Он красочно расписывал нам величие развалин Иерусалимского Храма и города Давида, но даже и не подумал показать нам эти места, хотя мы жили в том же Иерусалиме. К чести доктора Розенблюма надо сказать, что он требовал от учителя провести с нами экскурсию в этих местах, показать нам источник Гихон, Силоамский пруд, от которых веет древностью, подобной отсвету, идущему от вод источника Эйн-Рогел, но все его требования остались гласом вопиющего в пустыне. От всего этого Карфаген тут же сбегал в мир поздних пророков, в укрепление по имени «вечный мир» пророка Исайи и «социализм» пророка Амоса, даже и не думая покинуть его и выйти на какую-нибудь грунтовую дорогу или полевую тропу. Можно было полагать, что этот недостаток будет исправлен доктором Шлосером, преподававшим нам предмет «Знай свою страну». Но этому доктору было легче энергичным жестом руки показать по диагонали карты древнюю дорогу из Бейт-Хорона в Иерусалим, чем воочию провести нас по ней. Когда он устал от бесконечных движений руки, соорудил себе длинную указку, которой без особых трудностей мог дотянуться до любой точки на карте, не вставая со стула. Таким образом, при помощи этой указки была решена проблема экскурсий в Иудею, Издреельскую долину и Галилею. Но всех по скуке превзошел учитель литературы доктор Дгани. Он извлекал из портфеля записи двадцатилетней давности и патетически читал похвальные слова «Дифирамбам» Нафтали Герца Зайделя. Затем осваивались в знойной стране, добравшись до романа «Любовь к Сиону» Many. Тут мы знакомились с анютиными глазками, называемыми Иван-да-Марья, в переводе на иврит – Амнон и Тамар, и наконец-то дошли до «начала сионизма» и стихотворения Бялика «К птице». Мы стали просить его сдвинуться с Бялика – к стихам и рассказам, в которых ощущается дыхание сегодняшнего дня возрождающейся еврейской жизни в Эрец-Исраэль, но он заявил нам без обиняков, что для него ивритская литература закончилась на Бялике. Что же касается дальнейшего, то он просто не понимает эти ассирийские письмена современных ивритских поэтов. Нельзя сказать, что мы не путешествовали по стране и не читали стихи и рассказы, которые непосильны были нашему учителю, но все эти вещи, полные красоты и свежего веяния настоящего, постигались нами за пределами гимназии, в рамках нашего молодежного движения или по личной инициативе.

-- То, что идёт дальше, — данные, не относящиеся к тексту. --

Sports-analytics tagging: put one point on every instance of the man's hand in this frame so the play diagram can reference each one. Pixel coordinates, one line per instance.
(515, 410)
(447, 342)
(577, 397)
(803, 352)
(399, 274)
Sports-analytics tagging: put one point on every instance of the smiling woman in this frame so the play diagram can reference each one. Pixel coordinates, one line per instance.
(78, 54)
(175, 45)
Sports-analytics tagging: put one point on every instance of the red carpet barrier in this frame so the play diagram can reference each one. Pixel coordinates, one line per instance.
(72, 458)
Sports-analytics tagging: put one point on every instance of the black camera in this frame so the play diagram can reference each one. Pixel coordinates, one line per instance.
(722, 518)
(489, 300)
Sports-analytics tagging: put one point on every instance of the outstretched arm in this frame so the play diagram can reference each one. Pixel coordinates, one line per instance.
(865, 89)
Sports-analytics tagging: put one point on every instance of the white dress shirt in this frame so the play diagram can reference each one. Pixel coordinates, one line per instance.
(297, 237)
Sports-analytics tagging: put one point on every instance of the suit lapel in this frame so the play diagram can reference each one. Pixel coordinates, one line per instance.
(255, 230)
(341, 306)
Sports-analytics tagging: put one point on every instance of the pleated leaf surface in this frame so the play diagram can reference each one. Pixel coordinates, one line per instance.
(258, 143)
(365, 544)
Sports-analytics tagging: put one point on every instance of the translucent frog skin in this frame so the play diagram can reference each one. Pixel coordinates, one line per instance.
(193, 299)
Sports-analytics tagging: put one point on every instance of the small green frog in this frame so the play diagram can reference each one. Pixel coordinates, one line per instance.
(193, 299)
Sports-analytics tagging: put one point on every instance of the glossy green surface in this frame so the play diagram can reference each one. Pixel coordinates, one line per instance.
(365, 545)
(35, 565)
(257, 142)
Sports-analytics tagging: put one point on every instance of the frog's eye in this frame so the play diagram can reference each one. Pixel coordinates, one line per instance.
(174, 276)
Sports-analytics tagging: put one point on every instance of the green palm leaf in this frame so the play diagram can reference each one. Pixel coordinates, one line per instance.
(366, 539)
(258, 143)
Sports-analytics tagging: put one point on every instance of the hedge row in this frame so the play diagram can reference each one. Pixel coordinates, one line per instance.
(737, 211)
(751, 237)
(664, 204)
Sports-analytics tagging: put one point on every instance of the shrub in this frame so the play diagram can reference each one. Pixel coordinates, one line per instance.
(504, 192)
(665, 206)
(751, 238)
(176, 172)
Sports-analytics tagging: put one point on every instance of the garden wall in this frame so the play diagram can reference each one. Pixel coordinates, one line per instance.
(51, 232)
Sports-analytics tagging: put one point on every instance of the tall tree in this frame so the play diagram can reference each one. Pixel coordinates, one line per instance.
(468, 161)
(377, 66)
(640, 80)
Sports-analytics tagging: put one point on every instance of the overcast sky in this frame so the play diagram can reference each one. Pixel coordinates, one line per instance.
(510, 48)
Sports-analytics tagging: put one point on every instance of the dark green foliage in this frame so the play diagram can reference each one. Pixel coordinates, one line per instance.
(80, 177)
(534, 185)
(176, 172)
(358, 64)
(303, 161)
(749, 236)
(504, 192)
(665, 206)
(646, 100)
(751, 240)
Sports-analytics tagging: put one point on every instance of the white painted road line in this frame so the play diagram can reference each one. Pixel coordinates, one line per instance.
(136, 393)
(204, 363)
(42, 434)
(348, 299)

Были у нас и другие учителя, как господин Лифцин, преподававший математику, и господин Лиман, преподававший природоведение и химию. Они-то по-настоящему выкладывались, со всей серьезностью относясь к своему предмету. Но они как бы лишены были личностного начала, некого индивидуального очерка, который мог зажечь воображение в событиях надвигающегося времени. Словно сделаны были они из какого-то пресного материала, без малейшей искры.
Таково было положение, если можно сказать, в «пред-тирошский» период. Господин Тирош ворвался в это тихое болото преподавания, вдохнул в него жизнь, закружив наш седьмой класс в бурном вихре учебы, которой мы до этого просто не знали.